The National Agency for Food and Drug Administration and Control (NAFDAC) has ordered the recall of certain batches of Annmox (Batch 360M) and Jawamox (Batches 4231M and 4290M) suspensions after tests revealed they contained low levels of active pharmaceutical ingredients (API).
The affected products are considered substandard and pose significant health risks, including ineffective treatment, potential development of antimicrobial resistance, and an increased risk of complications.
The agency also cautioned that the marketing of substandard medicines undermines public confidence and safety.
In response to the findings, the manufacturer has been directed to recall the identified batches from circulation.
NAFDAC has further instructed all zonal directors and state coordinators to carry out surveillance and remove the substandard products from their jurisdictions.
In a statement issued on its website on Friday, NAFDAC urged healthcare providers, pharmacists, and distributors to immediately discontinue the sale or use of the affected batches.
The agency also asked them to report any adverse reactions or suspicions of counterfeit drugs through its official communication channels for prompt investigation and action.
The statement read partly, “All NAFDAC zonal directors and state coordinators have been directed to carry out surveillance and mop up the substandard/falsified products within their zones and states.
“All medical products must be obtained from genuinely authorized/licensed suppliers. The products’ authenticity and physical condition should be carefully checked.
“If you have any of the products mentioned above, please stop selling or using them immediately and submit your stock to the nearest NAFDAC office. If you or someone you know has used any of these products and experienced adverse reactions or events, we strongly recommend seeking immediate medical advice from a qualified healthcare professional.
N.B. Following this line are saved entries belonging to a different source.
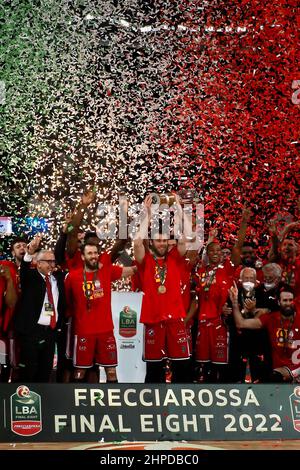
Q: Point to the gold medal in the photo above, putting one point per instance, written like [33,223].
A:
[162,289]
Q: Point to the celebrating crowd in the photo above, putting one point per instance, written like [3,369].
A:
[215,314]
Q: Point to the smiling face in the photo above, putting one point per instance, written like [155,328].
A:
[159,245]
[90,256]
[214,254]
[45,262]
[288,248]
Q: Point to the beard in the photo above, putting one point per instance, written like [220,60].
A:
[287,311]
[91,265]
[161,253]
[249,262]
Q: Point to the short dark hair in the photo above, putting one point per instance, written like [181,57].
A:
[212,243]
[89,235]
[82,248]
[251,244]
[17,240]
[287,288]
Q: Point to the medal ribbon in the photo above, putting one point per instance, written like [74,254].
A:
[160,271]
[86,288]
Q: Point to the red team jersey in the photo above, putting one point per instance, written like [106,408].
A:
[158,307]
[98,318]
[213,288]
[291,275]
[7,313]
[284,337]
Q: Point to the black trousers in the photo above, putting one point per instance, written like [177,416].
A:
[37,353]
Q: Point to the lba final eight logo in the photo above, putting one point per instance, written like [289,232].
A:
[25,409]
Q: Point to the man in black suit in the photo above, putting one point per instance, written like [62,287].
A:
[39,314]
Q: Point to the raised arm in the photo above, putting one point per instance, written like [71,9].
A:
[142,234]
[10,295]
[75,222]
[184,226]
[237,249]
[251,323]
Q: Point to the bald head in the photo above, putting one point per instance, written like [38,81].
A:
[45,261]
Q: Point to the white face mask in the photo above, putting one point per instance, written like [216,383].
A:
[269,285]
[248,285]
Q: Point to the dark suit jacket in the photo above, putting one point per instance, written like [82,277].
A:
[33,289]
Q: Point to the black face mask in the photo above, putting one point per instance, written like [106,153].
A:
[287,311]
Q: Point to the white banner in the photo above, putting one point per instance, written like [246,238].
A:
[126,311]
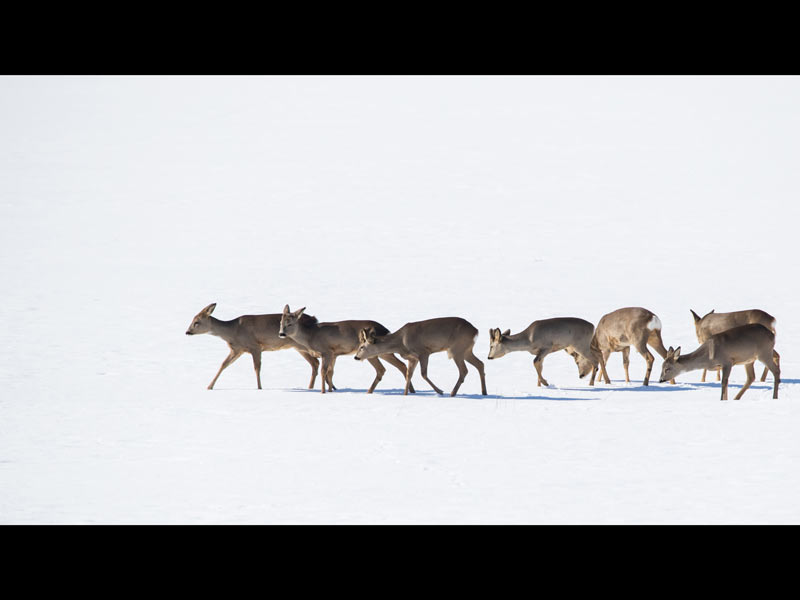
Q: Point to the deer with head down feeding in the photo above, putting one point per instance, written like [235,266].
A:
[737,346]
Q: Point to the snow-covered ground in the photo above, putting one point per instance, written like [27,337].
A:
[127,204]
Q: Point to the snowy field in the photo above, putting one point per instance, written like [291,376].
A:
[127,204]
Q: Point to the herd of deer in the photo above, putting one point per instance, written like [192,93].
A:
[726,339]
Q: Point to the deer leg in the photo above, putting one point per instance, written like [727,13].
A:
[750,369]
[774,366]
[379,371]
[314,367]
[412,364]
[626,361]
[776,358]
[225,364]
[641,347]
[257,366]
[478,364]
[537,363]
[423,369]
[462,373]
[726,373]
[393,360]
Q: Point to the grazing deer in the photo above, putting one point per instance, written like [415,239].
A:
[248,333]
[738,346]
[714,322]
[633,326]
[329,340]
[550,335]
[417,341]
“Healthcare professionals and consumers are advised to report any suspicion of substandard and falsified medicines to the nearest NAFDAC office, NAFDAC on 0800-162-3322, or via email: sf.alert@nafdac.gov.ng
“Similarly, healthcare professionals and patients are also encouraged to report adverse events or side effects related to the use of the medicinal product to the nearest NAFDAC office, or through the use of the E-reporting platforms available on the NAFDAC.
“Furthermore, note that this notice will be uploaded to the WHO Global Surveillance and Monitoring System (GSMS).”